RELEASING.md

Releasing blockchain0x (Python SDK)

Sub-plan 21.3 row G-1. 3-step procedure for publishing a new version of the Python SDK to PyPI as blockchain0x.

Prerequisites (one-time, owner)

1. PyPI account + project: register the blockchain0x project on https://pypi.org/. The owner who runs the publish workflow must be a maintainer or owner of that project.

2. Public mirror repo: create the public repo Tosh-Labs/blockchain0x-python (Apache-2.0; default branch main; no README/license at creation - the first mirror snapshot supplies them).

3. GitHub PAT: mint a fine-grained PAT with Contents: read+write on Tosh-Labs/blockchain0x-python only. Store as the secret MIRROR_TO_PUBLIC_GITHUB_PAT_TOKEN on Tosh-Labs/blockchain0x-app (reused across SDK mirror workflows).

4. PyPI Trusted Publisher binding: on the project's PyPI settings page (Publishing tab), add a new publisher with:

   • Publisher: GitHub
   • Owner: Tosh-Labs
   • Repository name: blockchain0x-python
   • Workflow filename: publish.yml
   • Environment: pypi (matches the environment: pypi field in the publish workflow)

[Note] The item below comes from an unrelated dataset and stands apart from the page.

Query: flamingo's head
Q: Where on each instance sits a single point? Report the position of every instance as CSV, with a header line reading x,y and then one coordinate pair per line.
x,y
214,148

   Trusted Publisher OIDC replaces any long-lived API token; no PYPI_TOKEN secret is needed.

Release flow

Step 1 - bump the version on dev

The Python SDK does not yet have a npm version-equivalent helper, so edit packages/sdk-python/pyproject.toml directly:

[project]
version = "0.0.2a0"  # was "0.0.1a0"

PEP 440 pre-release tags: 0.0.2a0 is alpha 0; 0.0.2b0 is beta 0; 0.0.2rc1 is release-candidate 1; 0.0.2 is the final release.

Commit + push to dev:

git add packages/sdk-python/pyproject.toml
git commit -m "chore(sdk-python): bump to 0.0.2a0"
git push origin dev

Step 2 - mirror to the public repo

From the GitHub Actions tab on Tosh-Labs/blockchain0x-app:

1. Open the mirror-sdk-python workflow.
2. Click Run workflow -> branch dev. The default dry_run=false is correct for a real release; toggle dry_run=true first if you want to preview the staged snapshot.
3. The workflow:
   • reads the version from pyproject.toml,
   • runs a stdlib-only Python smoke test (compiles every file + verifies webhooks.verify round-trips),
   • stages the snapshot into /tmp/snapshot/,
   • replaces the public repo's contents with the snapshot,
   • commits, tags vX.Y.Z, and pushes.

Step 3 - publish from the public repo

On Tosh-Labs/blockchain0x-python:

1. Open the publish workflow.
2. Click Run workflow -> branch main. The tag input is informational (PyPI infers alpha/beta from the version string per PEP 440); pick alpha for the typical pre-release iteration.
3. The workflow:
   • builds sdist + wheel via python -m build,
   • validates metadata via twine check,
   • publishes to PyPI via the pypa/gh-action-pypi-publish action, which exchanges the GitHub OIDC token for a short-lived PyPI publish token through the Trusted Publisher binding.

pip install blockchain0x==0.0.2a0 is live within ~1 minute.

Verify the release

pip install --upgrade blockchain0x
python -c "import blockchain0x; print(blockchain0x.__version__)"
python -c "from blockchain0x import webhooks; print(webhooks.SIGNATURE_MISSING)"

webhooks.SIGNATURE_MISSING should print webhook.signature_missing.

Rollback

PyPI does NOT permit overwriting a published version. A bad release is yanked (still in the index but excluded from pip install resolution) and a fixed version published:

# On pypi.org, navigate to the version row and click "Options" -> "Yank"
# with a short reason ("regression: <description>").

Then bump pyproject.toml to the NEXT patch and re-run Steps 1-3.

Cross-references

• packages/sdk-node/RELEASING.md - the npm flow this procedure parallels.
• docs/concept-api-key-types.md - the SDK's surface decision tree.
• .github/workflows/mirror-sdk-python.yml - the mirror workflow source.
• .public-templates/.github/workflows/publish.yml - the publish workflow template mirrored into the public repo.